貴方の残り香〜君の香りを狂おしいほど求め、恋しく苦しい〜
 譲が"今後"と口にしたためか、全員が真梨子に自己紹介をしてくれた。

 和菓子屋の兄弟、海苔屋の四代目、老舗洋食店の跡取り、呉服屋の八代目、ここの割烹の板長など、テレビで見たことのあるお店の名前ばかりが並ぶ。

 譲はこういう世界で生きてきたのね。少し離れた場所で友人達と談笑する譲を見ながら、真梨子はまだ慣れない場所に居心地の悪さも感じていた。
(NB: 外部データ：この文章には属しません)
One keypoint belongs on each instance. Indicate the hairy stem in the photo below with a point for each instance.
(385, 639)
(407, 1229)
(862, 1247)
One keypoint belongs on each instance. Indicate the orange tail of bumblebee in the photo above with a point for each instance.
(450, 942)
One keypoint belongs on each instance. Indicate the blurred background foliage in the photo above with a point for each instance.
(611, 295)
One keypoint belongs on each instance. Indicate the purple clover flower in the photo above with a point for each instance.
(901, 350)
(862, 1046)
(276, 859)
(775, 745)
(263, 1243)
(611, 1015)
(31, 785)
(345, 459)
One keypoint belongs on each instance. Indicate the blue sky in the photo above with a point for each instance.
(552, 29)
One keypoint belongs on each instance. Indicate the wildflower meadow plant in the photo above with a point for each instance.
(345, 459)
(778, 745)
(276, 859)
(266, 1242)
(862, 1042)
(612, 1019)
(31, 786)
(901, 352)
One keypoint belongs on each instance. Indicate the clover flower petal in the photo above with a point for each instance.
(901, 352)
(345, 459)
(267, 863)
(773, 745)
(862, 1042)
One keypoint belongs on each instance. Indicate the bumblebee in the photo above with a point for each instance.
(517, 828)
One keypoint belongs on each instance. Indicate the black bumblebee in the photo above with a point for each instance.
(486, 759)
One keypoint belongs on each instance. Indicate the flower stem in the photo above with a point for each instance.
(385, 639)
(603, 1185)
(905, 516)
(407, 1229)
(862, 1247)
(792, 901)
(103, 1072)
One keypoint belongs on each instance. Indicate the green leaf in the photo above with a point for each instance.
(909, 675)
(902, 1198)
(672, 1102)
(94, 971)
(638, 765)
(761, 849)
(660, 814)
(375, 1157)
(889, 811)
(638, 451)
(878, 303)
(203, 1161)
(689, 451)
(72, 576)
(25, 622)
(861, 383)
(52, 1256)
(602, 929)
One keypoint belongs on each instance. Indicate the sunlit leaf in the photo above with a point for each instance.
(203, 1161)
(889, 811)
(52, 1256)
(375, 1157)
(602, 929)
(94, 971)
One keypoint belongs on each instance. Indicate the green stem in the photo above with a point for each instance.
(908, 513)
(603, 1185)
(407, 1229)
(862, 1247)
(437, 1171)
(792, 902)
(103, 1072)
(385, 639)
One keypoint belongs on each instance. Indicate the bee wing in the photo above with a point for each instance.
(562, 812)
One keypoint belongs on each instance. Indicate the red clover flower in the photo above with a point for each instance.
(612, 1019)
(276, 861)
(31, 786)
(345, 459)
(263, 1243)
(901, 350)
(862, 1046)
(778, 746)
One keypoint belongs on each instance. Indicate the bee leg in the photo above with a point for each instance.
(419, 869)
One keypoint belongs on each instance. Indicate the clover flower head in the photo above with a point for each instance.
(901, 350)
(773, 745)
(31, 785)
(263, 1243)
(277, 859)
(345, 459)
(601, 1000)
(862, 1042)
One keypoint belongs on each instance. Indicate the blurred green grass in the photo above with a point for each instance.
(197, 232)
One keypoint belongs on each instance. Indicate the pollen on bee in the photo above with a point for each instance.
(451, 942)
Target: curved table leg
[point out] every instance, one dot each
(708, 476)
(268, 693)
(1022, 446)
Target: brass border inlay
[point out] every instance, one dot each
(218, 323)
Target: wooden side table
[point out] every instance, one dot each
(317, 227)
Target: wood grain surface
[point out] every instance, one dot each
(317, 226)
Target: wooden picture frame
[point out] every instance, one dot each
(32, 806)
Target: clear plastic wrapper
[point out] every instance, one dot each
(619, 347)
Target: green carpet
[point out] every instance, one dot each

 その時、和菓子屋の次男という男性が真梨子に声をかけてきた。人一倍ニコニコしながら真梨子の隣に座る。

「和菓子屋の方ですよね……?」
「おぉ! そうです。この中では譲と唯一の同い年なんですよ。池田(いけだ)博之(ひろゆき)です。以後お見知りおきを」
「そうなんですか……山中真梨子です。よろしくお願いします」

 旧姓で挨拶するのは久しぶりで、少し違和感を感じる。

「でもまさか譲が真梨子さんと再会してるとは思いませんでしたよ」
「あはは……私は知らないのに、皆さんは私のことをご存知みたいで……不思議な感じです」

 戸惑ったように首に手を触れた真梨子に、博之は両手を合わせた。

「真梨子さん、俺のこと覚えてないですか? 実はあのクラブで顔を合わせてるんですけど」

 突然言われ、頭を回転させるが思い出せない。その様子を見て、博之は笑った。

「そりゃそうか。譲があなたを連れて店を出る時、俺を呼び出して帰るって言ったんです」
「あぁ! あの時の!」
「譲が自分から女の子を誘うなんて珍しかったから、あの後皆で大騒ぎだったんですよ」
「……そうなんですか? 知らなかった……」
「あいつ相当真梨子さんがお気に入りだったみたいで、大学四年の時は真梨子さん一筋。他の誰とも関係持たなかったから、もう付き合うもんだって思ってたら……」

 真梨子は困ったように笑った。

「所詮セフレだって逃げたんです、私」
「まぁそれもわかりますよ。だってあいつ、今まで女性と付き合ったことなかったから、たぶんそういう感覚に疎かったんですよね。女は寄ってくるけど、それだけ。ちゃんと人を好きになったのも、真梨子さんが初めてだったんじゃないかな」

 博之の口から語られる譲の姿は、真梨子にとっては初めて聞くものばかりだった。

「真梨子さんにフラれた後の譲のこと、本人は何か言ってた?」
「えぇ、少し……」
「そっか。それなら言ってもいいかな。真梨子さんにフラれてから、もぬけの殻って感じでさ。もう落ち込んで大変。昔みたいに女の子に誘われるがままホテルに行ったりして、でも生きる気力が湧かないっていうかね。そしたらある日突然『勃たなくなった』だって」
「えっ……?」
「それからは仕事の鬼。おかげでお父さんが喜んじゃってさ。譲に社長職を譲って引退しちゃったんだって」

 その流れは聞いたけど、その前の言葉が気になって仕方がなかった。

「おい、真梨子に何か余計なこと吹き込んでないだろうな?」

 真梨子の隣に譲が腰を下ろし、博之を睨みつける。

「いや、お前が勃たなくなったって話をしただけ」

 真梨子は譲の顔を見上げ、信じられないという顔をしている。譲は頭を掻きながら、真梨子を見つめた。